TV Cream

TV: T is for...

Top of the Pops

“TOP OF the Pops, a new series for teenagers, will be based on the latest discs, mainly hits from the current week’s top 20 or 30. In many cases you will meet the artists whose records are being played. They will mime their songs. This is a departure from normal BBC practice, but the rule is being relaxed because the purpose of the programme is to let you hear the discs exactly as recorded, though within the setting of a television programme. No artist gives quite the same performance twice, but what goes out in Top of the Pops is precisely what won the ‘pop’ the first place.”

Do also pop along to Top of the Pops’ Christmas Party.



  1. Glenn A

    October 18, 2009 at 4:43 pm

    The real highlights were Pans Peoples dance routines. Although the most notorious one is them dancing in front of a group of dogs in an interpetration of Gilbert O Sullivan’s Get Down, there is a clip of them on a beach dancing to Sugar Me, where, wait for it, they throw sugar and cakes at each other. Their break up in 1976 was much mourned.

  2. Arthur Nibble

    October 18, 2009 at 11:59 pm

    To quote as best as I can –

    “I fancied one of those dancers. Beautiful Babs….can’t remember her name!”

    (Norman Stanley Fletcher)

  3. Glenn A

    October 25, 2009 at 4:36 pm

    Apparently Fletch was going to take them all to the Italian restaurant. Beautiful Babs is, of course, Babs Lord, Mrs Robert Powell, who did in real life do what Fletch wanted to do but couldn’t and invited them out for a meal.

  4. Adrian

    January 12, 2010 at 4:40 pm

    You forgot the camera having to zoom in ever further to avoid the gurning audience members cluttering up the picture. Anyone remember Mike Read’s sparkly jacket?

  5. Adrian Lane

    July 8, 2011 at 2:39 pm

    growing up in the 80’s I remember instrumental solos on guitar shaped synthesisers that wernt plugged in anyway as they were miming

  6. Joanne Gray

    February 27, 2017 at 1:18 pm

    My father once told me that a band on one edition he watched some time in TOTP’s early days actually fell off the stage they were performing on and their song kept on playing, just to prove that it was all mime but the shows were transmitted live.

  7. Glenn Aylett

    March 21, 2021 at 12:59 pm

    Two eras stand out for me, the early colour years from 1970 to 1975, and the Michael Hurll party years of the early and mid eighties, where the audience were encouraged to enjoy themselves and DJs like Noel Edmonds and John Peel made corny and so bad they were good jokes about the acts. Then you had the glam years, the birth of disco the New Romantic era to make the audience feel happy.

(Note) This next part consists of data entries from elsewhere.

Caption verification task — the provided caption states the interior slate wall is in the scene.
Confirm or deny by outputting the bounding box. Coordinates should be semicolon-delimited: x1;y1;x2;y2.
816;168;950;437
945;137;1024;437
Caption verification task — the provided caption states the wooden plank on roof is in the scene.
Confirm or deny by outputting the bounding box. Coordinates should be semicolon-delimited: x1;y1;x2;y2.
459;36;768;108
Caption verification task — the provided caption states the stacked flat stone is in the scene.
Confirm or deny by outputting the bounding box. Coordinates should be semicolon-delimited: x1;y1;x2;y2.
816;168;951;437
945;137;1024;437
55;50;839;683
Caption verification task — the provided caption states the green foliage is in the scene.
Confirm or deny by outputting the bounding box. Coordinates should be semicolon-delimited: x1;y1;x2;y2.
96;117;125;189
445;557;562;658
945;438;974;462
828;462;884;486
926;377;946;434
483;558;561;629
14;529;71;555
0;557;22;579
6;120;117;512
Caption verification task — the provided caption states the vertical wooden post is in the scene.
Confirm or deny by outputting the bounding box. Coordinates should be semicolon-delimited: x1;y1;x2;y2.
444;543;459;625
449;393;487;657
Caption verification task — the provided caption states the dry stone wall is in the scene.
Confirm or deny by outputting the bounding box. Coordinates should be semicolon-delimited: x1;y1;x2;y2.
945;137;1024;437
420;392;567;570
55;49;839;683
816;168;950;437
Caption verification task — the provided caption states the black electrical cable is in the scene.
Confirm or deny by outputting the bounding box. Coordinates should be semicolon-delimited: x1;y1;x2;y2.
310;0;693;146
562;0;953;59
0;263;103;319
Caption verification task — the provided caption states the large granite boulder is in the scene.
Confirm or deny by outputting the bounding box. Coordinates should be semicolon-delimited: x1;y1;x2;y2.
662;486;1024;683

    Lowpoint was probably the end of the seventies for TOTP, as the whole show looked dated, the audience stood around like statues and Jimmy Savile’s stints were excruciating( remember the Cousin Percy routine). Even without the revelations after he died, Savile should have been pensioned off in the early seventies as he was an embarassment by 1979.

  8. Richardpd

    November 6, 2022 at 11:06 am

    From the current repeats the early 1990s were another low point, with faceless presenters, awkward in studio performances & exclusives by established acts inevitably flopping in the charts. Luckily things perked up in the second half of the decade, with Radio 1 DJs reinstated as hosts & other improvements helped, though the “no videos expect at Number 1” rule was unfortunate.

  9. Glenn Aylett

    November 6, 2022 at 2:40 pm

    @ Richardpd, go back 30 years and rave acts were made to sing live, which was embarassing as they didn’t have a clue and already dreadful songs were made to sound worse. it was a low point in TOTP’s history as the music of the time was poor and the presenters were clueless. Thank goodness for Britpop and a big improvement in music after 1993.